We were ushered first into a restaurant/gasthaus room that had been restored to its original style and had a smallish bar that made me think of American Westerns. Back in the 1850s, Mahler's father Bernard presided at the original version of this bar and room as its innkeeper.

The next room was huge. Mahler pictures and memorabilia hung on three walls; the fourth was dominated by a stage on which stood a splendid Bechstein concert grand piano.

Upstairs were student rooms with beds, modern plumbing and furniture. Several other larger rooms overlooked the beginnings of a garden and a gazebo-like stage area. "We wanted this place to be not just a museum filled with memorabilia of times past, but a new, vital place for students and scholars to study and perform music," Stilec explained. "Our restoration is planned for music festivals, concerts, study, lectures, and special events. Audiences, visitors and performers will be able to stay, work and eat here."

The idea for the center began in the 1990s when a group raising funds for the restoration of Beethoven's Bonn, Germany, birthplace held a benefit concert in the Czech Republic. While Stilec supported the effort, he wondered why the Czechs should not be doing the same thing for Mahler, one of their own native sons.
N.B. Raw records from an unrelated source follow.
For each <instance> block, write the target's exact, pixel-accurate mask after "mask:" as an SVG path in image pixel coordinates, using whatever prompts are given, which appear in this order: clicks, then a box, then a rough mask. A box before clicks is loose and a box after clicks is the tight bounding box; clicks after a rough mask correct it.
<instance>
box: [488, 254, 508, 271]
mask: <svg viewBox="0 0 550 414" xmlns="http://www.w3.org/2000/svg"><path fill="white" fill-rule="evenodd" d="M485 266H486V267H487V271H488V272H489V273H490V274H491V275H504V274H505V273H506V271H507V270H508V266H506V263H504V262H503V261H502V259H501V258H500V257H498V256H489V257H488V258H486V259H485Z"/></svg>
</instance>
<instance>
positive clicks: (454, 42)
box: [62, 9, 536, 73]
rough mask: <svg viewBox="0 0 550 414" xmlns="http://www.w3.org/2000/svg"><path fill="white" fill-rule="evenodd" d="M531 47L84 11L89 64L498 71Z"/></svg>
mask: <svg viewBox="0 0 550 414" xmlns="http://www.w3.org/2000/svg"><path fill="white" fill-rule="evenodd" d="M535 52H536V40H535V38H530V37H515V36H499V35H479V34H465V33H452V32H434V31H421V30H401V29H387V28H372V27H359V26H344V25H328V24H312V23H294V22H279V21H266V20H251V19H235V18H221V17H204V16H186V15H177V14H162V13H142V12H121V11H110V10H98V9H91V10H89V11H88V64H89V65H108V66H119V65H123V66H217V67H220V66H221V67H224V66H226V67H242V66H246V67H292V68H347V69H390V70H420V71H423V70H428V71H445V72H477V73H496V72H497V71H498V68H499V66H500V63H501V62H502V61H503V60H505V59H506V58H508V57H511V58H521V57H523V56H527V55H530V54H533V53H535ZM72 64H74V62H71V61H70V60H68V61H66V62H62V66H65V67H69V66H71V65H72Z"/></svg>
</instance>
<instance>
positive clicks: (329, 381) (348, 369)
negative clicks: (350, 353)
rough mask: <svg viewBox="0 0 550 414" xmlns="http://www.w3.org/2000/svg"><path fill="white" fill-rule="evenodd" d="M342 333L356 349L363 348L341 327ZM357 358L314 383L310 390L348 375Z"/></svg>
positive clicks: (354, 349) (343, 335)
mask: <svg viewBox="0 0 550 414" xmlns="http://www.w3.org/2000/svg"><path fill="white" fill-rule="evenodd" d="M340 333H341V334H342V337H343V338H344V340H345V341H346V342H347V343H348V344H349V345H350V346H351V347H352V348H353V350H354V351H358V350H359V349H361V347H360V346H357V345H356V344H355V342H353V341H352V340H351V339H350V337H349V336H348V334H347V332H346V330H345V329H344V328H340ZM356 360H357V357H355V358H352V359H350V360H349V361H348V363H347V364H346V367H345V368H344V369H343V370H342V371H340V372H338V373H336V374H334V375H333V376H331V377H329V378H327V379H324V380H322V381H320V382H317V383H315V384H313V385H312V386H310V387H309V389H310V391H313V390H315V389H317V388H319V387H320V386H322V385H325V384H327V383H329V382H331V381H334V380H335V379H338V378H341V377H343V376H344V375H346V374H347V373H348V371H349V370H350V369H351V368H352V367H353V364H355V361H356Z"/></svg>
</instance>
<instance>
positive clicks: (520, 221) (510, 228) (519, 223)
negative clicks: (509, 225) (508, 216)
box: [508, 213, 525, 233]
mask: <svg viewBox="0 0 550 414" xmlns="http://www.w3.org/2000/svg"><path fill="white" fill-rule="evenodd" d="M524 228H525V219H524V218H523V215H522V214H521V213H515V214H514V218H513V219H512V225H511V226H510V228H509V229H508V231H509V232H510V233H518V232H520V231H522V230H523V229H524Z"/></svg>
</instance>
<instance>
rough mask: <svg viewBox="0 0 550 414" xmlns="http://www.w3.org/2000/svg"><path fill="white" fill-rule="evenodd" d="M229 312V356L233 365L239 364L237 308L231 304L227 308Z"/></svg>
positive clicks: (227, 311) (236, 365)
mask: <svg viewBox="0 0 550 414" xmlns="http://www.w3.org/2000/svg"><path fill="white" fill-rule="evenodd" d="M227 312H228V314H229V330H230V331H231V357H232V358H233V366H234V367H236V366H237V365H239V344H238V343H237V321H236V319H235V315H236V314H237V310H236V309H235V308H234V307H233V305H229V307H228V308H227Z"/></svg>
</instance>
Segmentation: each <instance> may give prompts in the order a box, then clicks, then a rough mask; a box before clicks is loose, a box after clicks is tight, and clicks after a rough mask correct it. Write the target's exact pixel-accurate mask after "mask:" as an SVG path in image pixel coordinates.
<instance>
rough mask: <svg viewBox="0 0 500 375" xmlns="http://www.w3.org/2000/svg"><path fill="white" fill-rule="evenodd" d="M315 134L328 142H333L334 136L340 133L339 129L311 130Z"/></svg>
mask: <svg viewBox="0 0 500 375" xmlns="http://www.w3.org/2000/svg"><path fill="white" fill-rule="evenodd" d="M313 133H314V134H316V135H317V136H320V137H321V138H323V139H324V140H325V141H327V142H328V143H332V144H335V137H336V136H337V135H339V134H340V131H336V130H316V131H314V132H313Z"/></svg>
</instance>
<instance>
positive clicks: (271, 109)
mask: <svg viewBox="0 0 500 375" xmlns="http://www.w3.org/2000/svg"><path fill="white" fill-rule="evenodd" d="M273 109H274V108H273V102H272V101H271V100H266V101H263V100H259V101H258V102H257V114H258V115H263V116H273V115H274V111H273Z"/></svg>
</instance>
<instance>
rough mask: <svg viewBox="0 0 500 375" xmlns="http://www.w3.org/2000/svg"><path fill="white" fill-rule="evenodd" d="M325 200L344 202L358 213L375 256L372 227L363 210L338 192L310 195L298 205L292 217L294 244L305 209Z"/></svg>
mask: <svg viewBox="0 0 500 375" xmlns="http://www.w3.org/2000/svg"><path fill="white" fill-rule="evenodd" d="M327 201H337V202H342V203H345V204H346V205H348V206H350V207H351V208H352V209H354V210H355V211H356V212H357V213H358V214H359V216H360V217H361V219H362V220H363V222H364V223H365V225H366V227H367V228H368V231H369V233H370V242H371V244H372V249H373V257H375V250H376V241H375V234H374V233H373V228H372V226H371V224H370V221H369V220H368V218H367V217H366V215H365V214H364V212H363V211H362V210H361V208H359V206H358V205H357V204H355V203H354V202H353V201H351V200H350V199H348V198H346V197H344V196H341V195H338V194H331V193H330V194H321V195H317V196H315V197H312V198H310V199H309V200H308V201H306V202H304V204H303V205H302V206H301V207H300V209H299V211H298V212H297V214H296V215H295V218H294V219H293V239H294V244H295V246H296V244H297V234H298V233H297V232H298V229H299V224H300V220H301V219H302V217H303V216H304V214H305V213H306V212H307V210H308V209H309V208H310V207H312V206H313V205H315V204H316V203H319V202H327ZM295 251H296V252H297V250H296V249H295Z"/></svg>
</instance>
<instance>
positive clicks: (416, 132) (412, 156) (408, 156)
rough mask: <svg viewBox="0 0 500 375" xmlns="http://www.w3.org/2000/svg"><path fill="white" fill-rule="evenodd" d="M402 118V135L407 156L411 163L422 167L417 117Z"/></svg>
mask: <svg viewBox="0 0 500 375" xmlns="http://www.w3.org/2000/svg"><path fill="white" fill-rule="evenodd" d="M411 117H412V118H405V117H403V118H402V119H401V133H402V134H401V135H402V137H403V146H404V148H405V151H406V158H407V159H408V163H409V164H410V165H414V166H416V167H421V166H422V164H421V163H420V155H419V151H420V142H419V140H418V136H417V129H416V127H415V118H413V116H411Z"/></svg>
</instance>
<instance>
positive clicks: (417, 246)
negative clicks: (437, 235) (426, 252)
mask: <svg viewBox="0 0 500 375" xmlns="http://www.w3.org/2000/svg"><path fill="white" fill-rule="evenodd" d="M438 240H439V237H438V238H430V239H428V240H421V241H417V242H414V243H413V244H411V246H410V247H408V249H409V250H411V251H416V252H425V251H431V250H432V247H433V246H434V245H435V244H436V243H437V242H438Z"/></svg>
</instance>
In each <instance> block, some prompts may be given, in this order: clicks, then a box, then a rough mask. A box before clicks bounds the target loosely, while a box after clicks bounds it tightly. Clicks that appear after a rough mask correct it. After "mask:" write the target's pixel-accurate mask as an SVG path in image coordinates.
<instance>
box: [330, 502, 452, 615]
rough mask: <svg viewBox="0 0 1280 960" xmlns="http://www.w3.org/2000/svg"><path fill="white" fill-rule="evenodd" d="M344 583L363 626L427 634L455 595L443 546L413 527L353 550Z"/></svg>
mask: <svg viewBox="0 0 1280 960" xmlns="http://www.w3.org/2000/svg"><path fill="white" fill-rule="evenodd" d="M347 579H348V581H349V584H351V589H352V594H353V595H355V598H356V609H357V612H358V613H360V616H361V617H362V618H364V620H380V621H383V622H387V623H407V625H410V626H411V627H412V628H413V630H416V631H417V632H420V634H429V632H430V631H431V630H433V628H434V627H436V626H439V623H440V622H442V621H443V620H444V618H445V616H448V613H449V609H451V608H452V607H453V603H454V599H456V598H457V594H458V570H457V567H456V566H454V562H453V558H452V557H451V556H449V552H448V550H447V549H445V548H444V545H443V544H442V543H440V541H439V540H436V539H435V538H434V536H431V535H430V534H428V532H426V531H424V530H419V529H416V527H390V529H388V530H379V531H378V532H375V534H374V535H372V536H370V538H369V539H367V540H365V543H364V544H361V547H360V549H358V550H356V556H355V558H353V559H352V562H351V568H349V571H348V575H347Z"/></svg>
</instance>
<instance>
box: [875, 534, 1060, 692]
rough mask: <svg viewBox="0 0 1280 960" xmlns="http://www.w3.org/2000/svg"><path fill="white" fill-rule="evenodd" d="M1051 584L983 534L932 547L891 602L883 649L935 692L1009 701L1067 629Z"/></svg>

His idea caught on. Among the donors to the Mahler project were Opel, the Gilbert Kaplan Foundation, the Britten (Benjamin) Estate Limited, Panasonic/Technics, Thomas Hampson, Stan Ruttenberg, Luciano Berio, Zubin Mehta, Henry-Louis de La Grange, Donald Mitchell, Maxim Shostakovich, Marina Mahler (Mahler's granddaughter), Jiri Belohlavek (conductor of the Czech Philharmonic) and Valclav Havel, former president of the Czech Republic.

Stilec also is involved in the restoration of the Gustav Mahler Hotel and Restaurant in Jihlava, where Mahler's father moved the family after Gustav's birth. Built in medieval times, the building more recently has served as an army barracks. Today its restored chapel and three large rooms provide performance venues and exhibition space for Jihlava's annual Fall Music Festival.

Monsieur La Grange, Mahler's definitive biographer, wrote, "When Mahler was born in Kaliste ... no one could have predicted that he would one day become one of the most famous composers on our planet ... Although Mahler's works are widely considered as belonging to the German tradition, they owe much to the inexhaustible wealth of music of various origins that he heard in his youth in Jihlava (and Kaliste). As an artist and composer, he became a citizen of the world, yet he never forgot the land of his birth to whose music he was deeply devoted."

And, after my recent visit to Kaliste and Jihlava, nor shall I.